This is not your talking squids and spaceships SF. Rather, it's three stories, running in parallel. In the present day, is Serena Freeman, a rather precociously young Cambridge Professor. A second storyline involves Nix Lafayette, a US Marine involved in the storming of Guam during the Pacific War. And further back yet, we have Heracles carrying out his labours.
The connection is that Freeman has invented a device that allows her to experience the thoughts of Lafayette as he undergoes the horrors of the fighting against the Enemy (it's noticeable that they're never referred to as the Japanese, even though that is what they are. No, these are the Enemy, totally implacable, totally alien, in a way that the Germans couldn't have been).

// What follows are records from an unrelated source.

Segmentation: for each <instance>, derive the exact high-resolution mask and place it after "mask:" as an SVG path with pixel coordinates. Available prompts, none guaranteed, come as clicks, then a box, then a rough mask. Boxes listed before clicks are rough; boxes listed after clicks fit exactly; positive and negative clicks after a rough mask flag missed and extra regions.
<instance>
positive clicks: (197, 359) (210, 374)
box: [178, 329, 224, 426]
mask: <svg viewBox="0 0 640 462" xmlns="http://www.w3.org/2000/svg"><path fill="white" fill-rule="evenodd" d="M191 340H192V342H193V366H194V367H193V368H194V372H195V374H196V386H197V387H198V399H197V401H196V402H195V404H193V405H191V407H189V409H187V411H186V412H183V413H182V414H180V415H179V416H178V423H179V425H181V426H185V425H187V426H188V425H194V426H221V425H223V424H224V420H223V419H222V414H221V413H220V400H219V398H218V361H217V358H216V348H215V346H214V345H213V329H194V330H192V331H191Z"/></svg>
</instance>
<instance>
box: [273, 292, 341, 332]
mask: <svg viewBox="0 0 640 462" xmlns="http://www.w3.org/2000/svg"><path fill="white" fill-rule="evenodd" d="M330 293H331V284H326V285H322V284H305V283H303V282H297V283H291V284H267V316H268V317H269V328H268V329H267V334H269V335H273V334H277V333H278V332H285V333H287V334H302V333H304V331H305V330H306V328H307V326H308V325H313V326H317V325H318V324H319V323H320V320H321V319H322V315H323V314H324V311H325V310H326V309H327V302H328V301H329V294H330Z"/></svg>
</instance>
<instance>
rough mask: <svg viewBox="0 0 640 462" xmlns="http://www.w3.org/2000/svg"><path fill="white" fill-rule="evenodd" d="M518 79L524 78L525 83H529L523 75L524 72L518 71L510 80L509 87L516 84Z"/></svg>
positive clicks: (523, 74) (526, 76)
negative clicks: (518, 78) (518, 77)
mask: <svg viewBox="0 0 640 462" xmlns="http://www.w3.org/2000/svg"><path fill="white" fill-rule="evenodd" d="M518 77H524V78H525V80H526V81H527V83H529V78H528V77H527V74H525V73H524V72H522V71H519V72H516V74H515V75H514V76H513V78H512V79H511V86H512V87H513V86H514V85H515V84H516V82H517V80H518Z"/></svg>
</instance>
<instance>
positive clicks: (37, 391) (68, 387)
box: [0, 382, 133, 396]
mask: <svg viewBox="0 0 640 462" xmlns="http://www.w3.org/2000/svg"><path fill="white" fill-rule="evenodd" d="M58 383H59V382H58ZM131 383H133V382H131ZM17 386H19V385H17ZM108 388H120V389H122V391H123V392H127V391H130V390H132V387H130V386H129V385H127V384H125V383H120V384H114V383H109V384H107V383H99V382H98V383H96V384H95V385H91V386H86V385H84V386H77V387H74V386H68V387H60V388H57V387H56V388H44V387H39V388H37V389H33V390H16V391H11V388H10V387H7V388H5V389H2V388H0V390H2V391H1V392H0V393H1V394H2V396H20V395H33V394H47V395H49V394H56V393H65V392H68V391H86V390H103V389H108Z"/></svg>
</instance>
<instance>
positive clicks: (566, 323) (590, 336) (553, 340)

And it's pretty horrifying combat - the author does not glamorise it at all. Somehow, Lafayette detects her presence, and somehow, he and she both parallel the labours of Heracles. In his case, defeating a bird may end up shooting a sniper down from the treetops. In her case, it's taking a polaroid of herself and a swan on Stourbridge Common. And for Heracles, well, it really is the original labour.
It doesn't help that the government - or at least the darker undercover side of it - recognises that the ability to see what happened at any point in history could be rather useful since, as was pointed out in an Asimov short story, the past starts now.
I'm now wishing I'd got round to reading this somewhat earlier because, though it's not the type of SF I normally go for, it's really rather good.